This course focuses on designing "good" algorithms and data structures. Basic knowledge of one programming language such as C, C++ or Java is assumed.
A warm up
1) How much time does an HelloWorld program take to run?
Best case time = Worst case time = Average case time = c
for some constant c. More specifically 1 time unit.
2) Given an array A[] of size n finding out if a number x exists in A[]?
Linear search.
- Best case time = 1 (The first element equals x)
- Worst case time = n (Last element or no element equals x)
- Average case time = (1 + 2 + ... + n)/n = n(n+1)/2n = (n+1)/2
(i.e. assuming the x can be present in each of the n positions with equal probability)
3) Will it help if the array is sorted?
It won't if we start searching from the beginning. We need to use a different strategy.
What is the strategy?
Binary search!
- Step 1: Check x against the middle element of the array A[]

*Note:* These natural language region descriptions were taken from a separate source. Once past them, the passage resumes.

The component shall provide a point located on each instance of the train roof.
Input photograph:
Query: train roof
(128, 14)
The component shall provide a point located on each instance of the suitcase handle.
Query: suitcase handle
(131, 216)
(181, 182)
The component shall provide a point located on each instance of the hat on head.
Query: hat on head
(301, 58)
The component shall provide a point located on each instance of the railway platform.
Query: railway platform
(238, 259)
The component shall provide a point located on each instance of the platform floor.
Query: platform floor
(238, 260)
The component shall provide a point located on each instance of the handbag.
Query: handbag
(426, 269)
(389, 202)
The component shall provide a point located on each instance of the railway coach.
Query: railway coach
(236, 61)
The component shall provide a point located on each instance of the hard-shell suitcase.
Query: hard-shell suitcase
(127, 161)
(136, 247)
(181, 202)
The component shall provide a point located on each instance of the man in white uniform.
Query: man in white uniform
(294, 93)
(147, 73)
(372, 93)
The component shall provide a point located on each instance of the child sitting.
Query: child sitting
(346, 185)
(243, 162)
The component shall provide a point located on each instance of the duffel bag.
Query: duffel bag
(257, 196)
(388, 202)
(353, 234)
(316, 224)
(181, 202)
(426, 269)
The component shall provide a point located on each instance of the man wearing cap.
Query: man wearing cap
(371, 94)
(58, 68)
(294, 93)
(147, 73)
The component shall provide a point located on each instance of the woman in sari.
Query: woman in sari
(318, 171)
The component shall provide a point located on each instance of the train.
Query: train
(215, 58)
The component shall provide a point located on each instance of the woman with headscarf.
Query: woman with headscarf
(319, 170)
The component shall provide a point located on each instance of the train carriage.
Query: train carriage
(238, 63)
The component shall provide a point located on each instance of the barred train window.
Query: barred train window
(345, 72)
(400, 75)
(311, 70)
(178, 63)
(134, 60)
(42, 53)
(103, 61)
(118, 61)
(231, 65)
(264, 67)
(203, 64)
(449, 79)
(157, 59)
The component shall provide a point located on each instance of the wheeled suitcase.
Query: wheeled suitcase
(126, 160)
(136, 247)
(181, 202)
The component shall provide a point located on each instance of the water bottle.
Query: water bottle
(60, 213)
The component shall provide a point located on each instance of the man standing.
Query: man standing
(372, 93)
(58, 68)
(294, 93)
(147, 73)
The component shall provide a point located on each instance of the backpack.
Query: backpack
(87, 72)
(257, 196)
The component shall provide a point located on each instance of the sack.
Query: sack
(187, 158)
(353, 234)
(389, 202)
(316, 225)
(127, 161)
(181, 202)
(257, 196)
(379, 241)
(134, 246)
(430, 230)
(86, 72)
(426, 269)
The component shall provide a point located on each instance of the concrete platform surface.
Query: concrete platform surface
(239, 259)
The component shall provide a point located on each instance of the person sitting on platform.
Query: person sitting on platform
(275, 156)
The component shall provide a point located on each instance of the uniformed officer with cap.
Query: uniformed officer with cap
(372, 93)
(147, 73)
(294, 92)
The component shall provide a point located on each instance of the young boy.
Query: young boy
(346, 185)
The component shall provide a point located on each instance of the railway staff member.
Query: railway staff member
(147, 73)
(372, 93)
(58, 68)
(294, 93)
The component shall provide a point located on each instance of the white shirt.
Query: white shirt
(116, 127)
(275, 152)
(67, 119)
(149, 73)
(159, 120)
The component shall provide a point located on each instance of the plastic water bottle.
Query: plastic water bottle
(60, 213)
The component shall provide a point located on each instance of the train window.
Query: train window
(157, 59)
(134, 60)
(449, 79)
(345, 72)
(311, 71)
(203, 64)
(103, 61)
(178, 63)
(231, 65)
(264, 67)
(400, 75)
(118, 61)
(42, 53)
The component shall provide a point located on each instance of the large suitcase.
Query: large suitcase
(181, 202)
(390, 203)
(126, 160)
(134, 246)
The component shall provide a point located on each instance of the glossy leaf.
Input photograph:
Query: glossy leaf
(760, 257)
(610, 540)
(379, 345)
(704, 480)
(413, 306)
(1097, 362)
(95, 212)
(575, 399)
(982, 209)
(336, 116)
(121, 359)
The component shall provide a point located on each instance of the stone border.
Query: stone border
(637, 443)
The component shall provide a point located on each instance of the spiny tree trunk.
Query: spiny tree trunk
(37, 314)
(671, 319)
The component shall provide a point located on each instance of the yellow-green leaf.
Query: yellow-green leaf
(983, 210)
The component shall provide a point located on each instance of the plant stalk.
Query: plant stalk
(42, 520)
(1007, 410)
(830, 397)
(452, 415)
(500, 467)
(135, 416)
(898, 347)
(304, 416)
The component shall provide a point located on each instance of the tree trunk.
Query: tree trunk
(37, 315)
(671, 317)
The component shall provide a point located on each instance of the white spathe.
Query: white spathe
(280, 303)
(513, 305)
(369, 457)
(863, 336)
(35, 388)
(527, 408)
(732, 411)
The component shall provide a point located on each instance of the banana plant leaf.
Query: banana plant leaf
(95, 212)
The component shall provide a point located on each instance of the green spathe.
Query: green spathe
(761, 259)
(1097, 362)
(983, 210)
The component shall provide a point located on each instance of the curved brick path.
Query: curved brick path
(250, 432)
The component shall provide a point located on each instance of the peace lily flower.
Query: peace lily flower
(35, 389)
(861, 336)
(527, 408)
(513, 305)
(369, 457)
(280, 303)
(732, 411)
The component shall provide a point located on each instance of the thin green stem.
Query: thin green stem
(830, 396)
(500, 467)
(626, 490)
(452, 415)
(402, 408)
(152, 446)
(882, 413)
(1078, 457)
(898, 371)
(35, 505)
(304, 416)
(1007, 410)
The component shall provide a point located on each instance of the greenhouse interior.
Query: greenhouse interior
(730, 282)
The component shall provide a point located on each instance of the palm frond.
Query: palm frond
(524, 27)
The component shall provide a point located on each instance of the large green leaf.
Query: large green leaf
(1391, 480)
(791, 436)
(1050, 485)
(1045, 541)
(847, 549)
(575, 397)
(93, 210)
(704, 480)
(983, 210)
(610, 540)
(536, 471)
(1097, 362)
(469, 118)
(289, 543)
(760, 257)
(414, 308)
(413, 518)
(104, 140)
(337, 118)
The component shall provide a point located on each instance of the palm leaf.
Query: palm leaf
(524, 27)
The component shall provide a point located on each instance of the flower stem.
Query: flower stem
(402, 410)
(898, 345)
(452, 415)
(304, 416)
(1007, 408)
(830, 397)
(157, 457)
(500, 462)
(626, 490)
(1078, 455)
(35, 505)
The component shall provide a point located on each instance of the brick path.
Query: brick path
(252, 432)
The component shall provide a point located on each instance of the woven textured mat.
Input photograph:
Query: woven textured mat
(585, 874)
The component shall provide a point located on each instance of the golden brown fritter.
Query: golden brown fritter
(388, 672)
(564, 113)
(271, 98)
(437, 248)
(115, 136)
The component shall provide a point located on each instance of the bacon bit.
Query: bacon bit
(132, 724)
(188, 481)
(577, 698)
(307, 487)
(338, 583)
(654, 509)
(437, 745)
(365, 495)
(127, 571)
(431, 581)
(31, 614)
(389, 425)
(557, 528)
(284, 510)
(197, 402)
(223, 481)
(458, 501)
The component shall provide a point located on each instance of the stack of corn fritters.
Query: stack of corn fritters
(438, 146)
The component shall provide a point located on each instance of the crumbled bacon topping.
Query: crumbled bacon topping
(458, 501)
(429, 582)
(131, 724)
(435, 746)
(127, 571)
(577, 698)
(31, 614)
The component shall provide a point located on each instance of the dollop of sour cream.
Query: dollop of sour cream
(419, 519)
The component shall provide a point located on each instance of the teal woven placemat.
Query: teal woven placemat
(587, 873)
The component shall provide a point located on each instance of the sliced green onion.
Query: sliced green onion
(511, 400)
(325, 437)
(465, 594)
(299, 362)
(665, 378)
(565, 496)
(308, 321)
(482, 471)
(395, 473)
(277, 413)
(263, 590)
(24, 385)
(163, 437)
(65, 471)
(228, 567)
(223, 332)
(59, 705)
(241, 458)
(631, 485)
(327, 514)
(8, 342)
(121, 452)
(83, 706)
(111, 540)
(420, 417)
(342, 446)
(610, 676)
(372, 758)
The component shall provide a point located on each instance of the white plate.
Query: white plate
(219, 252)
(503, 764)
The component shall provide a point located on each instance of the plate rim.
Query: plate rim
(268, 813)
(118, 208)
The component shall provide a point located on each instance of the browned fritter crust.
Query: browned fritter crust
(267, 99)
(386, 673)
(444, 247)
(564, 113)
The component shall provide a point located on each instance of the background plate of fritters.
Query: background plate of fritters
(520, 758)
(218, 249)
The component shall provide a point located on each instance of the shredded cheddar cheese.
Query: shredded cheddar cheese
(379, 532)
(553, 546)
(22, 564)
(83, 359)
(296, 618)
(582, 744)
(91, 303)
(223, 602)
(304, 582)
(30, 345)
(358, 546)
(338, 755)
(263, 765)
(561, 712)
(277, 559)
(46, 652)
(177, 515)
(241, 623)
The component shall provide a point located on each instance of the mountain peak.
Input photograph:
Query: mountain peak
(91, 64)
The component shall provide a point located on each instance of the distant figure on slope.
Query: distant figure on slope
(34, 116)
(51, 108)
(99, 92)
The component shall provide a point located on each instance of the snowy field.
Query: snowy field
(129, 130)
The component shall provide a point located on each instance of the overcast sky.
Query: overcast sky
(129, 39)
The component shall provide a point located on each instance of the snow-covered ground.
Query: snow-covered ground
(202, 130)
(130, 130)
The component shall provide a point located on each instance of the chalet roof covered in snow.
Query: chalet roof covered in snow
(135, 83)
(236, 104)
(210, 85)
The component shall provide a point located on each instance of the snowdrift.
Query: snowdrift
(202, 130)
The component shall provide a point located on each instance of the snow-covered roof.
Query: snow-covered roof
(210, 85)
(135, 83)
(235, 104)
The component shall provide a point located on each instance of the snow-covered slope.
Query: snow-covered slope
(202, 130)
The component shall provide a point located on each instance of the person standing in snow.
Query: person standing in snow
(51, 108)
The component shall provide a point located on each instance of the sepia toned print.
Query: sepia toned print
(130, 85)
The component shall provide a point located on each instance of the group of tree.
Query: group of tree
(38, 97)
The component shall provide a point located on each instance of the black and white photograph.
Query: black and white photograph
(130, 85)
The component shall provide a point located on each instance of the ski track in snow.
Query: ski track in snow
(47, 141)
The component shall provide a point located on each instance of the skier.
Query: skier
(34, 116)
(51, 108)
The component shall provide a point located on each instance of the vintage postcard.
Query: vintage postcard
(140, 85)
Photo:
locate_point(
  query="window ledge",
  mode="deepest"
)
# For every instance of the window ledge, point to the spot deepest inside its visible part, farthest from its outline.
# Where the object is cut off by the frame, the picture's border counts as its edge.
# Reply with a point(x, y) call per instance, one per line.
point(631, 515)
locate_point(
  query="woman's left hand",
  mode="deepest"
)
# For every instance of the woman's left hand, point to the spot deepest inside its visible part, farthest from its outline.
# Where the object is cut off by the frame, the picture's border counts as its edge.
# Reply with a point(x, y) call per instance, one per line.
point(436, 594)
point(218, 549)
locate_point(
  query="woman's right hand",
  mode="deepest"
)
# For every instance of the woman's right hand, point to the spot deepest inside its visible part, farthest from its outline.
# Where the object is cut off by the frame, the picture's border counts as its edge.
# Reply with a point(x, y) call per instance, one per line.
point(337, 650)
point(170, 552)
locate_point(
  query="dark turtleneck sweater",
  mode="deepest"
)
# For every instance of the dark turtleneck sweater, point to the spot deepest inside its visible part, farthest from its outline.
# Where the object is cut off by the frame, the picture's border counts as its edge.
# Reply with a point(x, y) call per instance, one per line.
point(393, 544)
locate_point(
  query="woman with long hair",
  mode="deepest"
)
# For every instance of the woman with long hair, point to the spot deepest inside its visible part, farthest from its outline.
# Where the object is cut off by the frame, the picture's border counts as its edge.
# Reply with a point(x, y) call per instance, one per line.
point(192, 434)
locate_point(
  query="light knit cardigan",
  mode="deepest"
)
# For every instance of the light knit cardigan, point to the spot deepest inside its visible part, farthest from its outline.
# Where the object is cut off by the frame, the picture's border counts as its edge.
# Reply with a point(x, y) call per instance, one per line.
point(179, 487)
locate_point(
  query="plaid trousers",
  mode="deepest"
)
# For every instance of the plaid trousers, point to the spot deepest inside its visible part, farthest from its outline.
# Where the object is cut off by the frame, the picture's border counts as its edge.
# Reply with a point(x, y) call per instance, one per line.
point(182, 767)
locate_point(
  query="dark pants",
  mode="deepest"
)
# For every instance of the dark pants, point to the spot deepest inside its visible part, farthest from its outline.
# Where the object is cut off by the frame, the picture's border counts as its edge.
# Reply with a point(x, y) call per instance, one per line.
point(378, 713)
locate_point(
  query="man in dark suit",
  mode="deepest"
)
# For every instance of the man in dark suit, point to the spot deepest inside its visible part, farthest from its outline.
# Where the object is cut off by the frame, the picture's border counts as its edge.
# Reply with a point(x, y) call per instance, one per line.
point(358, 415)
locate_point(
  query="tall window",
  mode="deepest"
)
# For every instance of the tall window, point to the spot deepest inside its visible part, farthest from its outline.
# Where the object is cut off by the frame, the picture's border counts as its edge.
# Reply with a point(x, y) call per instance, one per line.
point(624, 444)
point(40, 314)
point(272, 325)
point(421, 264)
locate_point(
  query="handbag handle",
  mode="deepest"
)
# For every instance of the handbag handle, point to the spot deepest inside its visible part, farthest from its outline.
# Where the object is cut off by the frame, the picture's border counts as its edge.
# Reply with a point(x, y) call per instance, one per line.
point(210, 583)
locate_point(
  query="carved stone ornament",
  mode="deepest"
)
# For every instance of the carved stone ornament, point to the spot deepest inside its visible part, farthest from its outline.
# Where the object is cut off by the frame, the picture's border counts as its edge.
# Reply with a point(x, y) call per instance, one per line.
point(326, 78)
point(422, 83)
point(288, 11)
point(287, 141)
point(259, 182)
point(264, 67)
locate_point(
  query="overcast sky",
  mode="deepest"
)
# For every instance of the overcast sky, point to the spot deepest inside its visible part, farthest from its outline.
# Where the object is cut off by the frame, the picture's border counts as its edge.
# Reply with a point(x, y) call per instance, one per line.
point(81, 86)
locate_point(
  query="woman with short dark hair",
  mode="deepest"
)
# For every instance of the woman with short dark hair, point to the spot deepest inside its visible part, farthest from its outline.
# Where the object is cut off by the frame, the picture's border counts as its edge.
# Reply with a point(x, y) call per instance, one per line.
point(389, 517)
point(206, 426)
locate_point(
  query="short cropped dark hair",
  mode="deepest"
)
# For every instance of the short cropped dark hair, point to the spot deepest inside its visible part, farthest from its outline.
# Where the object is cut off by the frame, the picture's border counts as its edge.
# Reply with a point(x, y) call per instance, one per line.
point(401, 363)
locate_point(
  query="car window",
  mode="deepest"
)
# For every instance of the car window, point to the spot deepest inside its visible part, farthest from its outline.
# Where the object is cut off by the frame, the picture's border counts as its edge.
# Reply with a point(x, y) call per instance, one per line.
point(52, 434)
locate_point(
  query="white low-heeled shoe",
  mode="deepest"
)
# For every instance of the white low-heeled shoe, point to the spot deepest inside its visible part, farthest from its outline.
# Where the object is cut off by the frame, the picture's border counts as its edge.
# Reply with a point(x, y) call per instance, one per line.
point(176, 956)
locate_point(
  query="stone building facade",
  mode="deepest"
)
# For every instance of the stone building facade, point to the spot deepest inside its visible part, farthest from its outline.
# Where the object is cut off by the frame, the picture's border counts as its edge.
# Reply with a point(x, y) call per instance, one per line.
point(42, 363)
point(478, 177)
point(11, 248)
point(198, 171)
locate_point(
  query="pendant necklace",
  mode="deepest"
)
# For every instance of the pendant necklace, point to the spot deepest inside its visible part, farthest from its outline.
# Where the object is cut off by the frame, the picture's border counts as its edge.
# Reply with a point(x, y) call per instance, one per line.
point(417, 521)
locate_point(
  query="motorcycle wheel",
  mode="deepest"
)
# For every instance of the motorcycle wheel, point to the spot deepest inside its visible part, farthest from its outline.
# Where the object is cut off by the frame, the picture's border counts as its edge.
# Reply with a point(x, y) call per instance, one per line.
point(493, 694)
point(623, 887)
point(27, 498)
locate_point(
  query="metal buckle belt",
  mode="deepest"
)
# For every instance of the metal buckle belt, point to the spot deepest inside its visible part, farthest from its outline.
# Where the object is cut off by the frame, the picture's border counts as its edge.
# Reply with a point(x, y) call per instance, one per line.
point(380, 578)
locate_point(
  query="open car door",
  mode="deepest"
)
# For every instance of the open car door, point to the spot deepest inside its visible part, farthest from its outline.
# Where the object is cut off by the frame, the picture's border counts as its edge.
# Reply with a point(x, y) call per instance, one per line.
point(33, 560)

- Step 2: If successful, return true
- Step 3: If not, check
- if x < middle element, search for x in 1st half of A[]
- if x > middle element, search for x in 2nd half of A[]
- Repeat the steps until x is found or no A[] cannot be divided further.
Advantage: At every state/iteration, the search space is reduced by half. So the worst case time reduces to log n.
To summarize,
- Best case time = 1
- Worst case time = log n (base 2)
- Average case time = (log n + 1)/2 (approximately)
What difference does it make?
Consider the case when n = 10^9 (which is common in today's real-life applications.
Worst case time = 10^9 with first strategy (linear search)
Worst case time = log 10^9 with second one (binary search)
= log (10^3)^3
= log (2^10)^3 (approximately 10^3 = 2^10)
= log (2^30)
= 30 log 2
= 30
10^9 vs 30. Algorithm design matters!!!
4) Given an array of size n, how do you find the max element?
We have to make n-1 comparisons to find the max element.
- Step 1: Assume max = A[1]
- Step 2: Iteratively check if A[2], ..., A[n] is > max
If so, reassign max = A[i]
Best case time = Worst case time = Average case time = n
5) Does it help if the array is sorted?
Yes. We can pick the last element right away.
Best case time = Worst case time = Average case time = 1
6) How long does it take to pick the max 2 elements?
If the list is sorted, pick the last and second last.
Best case time = Worst cast time = Average case time = 2
7) What if the list is not sorted?
- To pick the max element : n-1 comparisons
- Remove the max element from the list.
- To pick the second max : n-2 comparisons
Total time taken = (n-1) + (n-2) = 2n-3 comparisons
8) Can we do better?
Yes. With a different strategy. See the example below.
Consider the list {8, 4, 6, 2, 1, 7, 5, 3}. Find the max element as follows.
8 4 6 2 1 7 5 3 | | | | | | | | |_______| |_______| |_______| |_______| | | | | | | | | 8 6 7 5 | | | | |_______________| |_______________| | | | | 8 7 | | |________________________________| | | 8
Now, to find the second max, we don't have to do n-2 comparisons. It is enough we compare the numbers 4, 6 and 7. Why?
Because, second max would have only lost to max at some stage. Max was compared to other elements only in 3 stages. So, pick only those 3 elements and find the largest among them. In other words, we make only log n (i.e. log 8 = 3) comparisons to find the second max instead of the n-2 comparisons.
Total comparisons = (n - 1) + log n = n + log n - 1
Certainly better than 2n - 3 !!
9) How long does it take to compute GCD? Lets take an example: GCD(96,60)
School book approach:
2|96 2|60 2|48 2|30 2|24 3|15 2|12 5 2|6 3
Common prime divisors = 2, 2, 3
GCD = 2 x 2 x 3 = 12
Well, what exactly was our algorithm?
- Break the first number into its prime factors
- Break the second number into its prime factors
- Find the common factors
- Multiply them
10) Is there a better approach?
Yes. The 2000 year old Euclid algorithm.
---------------------------------- Step m n m%n (reminder) ---------------------------------- 1 96 60 36 Note: Stop when reminder is 0 2 60 36 24 3 36 24 [12] 4 24 12 0 [STOP] ----------------------------------
The reminder of the last-but-one step is the GCD.
Note, that the number of steps required varies and is not a constant. But certainly it is faster than school book approach by several fold.
So what is the conclusion?
It is important to design "good" algorithms. And we also need a framework to analyze and
judge objectively what is "good". In this course, we foucs on common design strategies that
are proved to be applicable to many scenarios (but not all). Primary basis for analytical
framework would be
Important Problem Types: sorting, selection, searching, string processing, task scheduling, optimization problems, graph problems, combinatorial, numerical and geometric problems.
Algorithm Design Strategies: brute-force, divide-and-conquer, greedy technique dynamic programming, backtracking, branch-and-bound, randomized approaches, specialized strategies.
Data structures: Stack, Queue, List, Trees, Priority queues, Set, Map, Binary Search Trees, Graphs.
Analysis framework Asymptotic notations, worst case analysis, average case analysis, solving recurrence equations, Proof techniques, Amortization, NP completeness.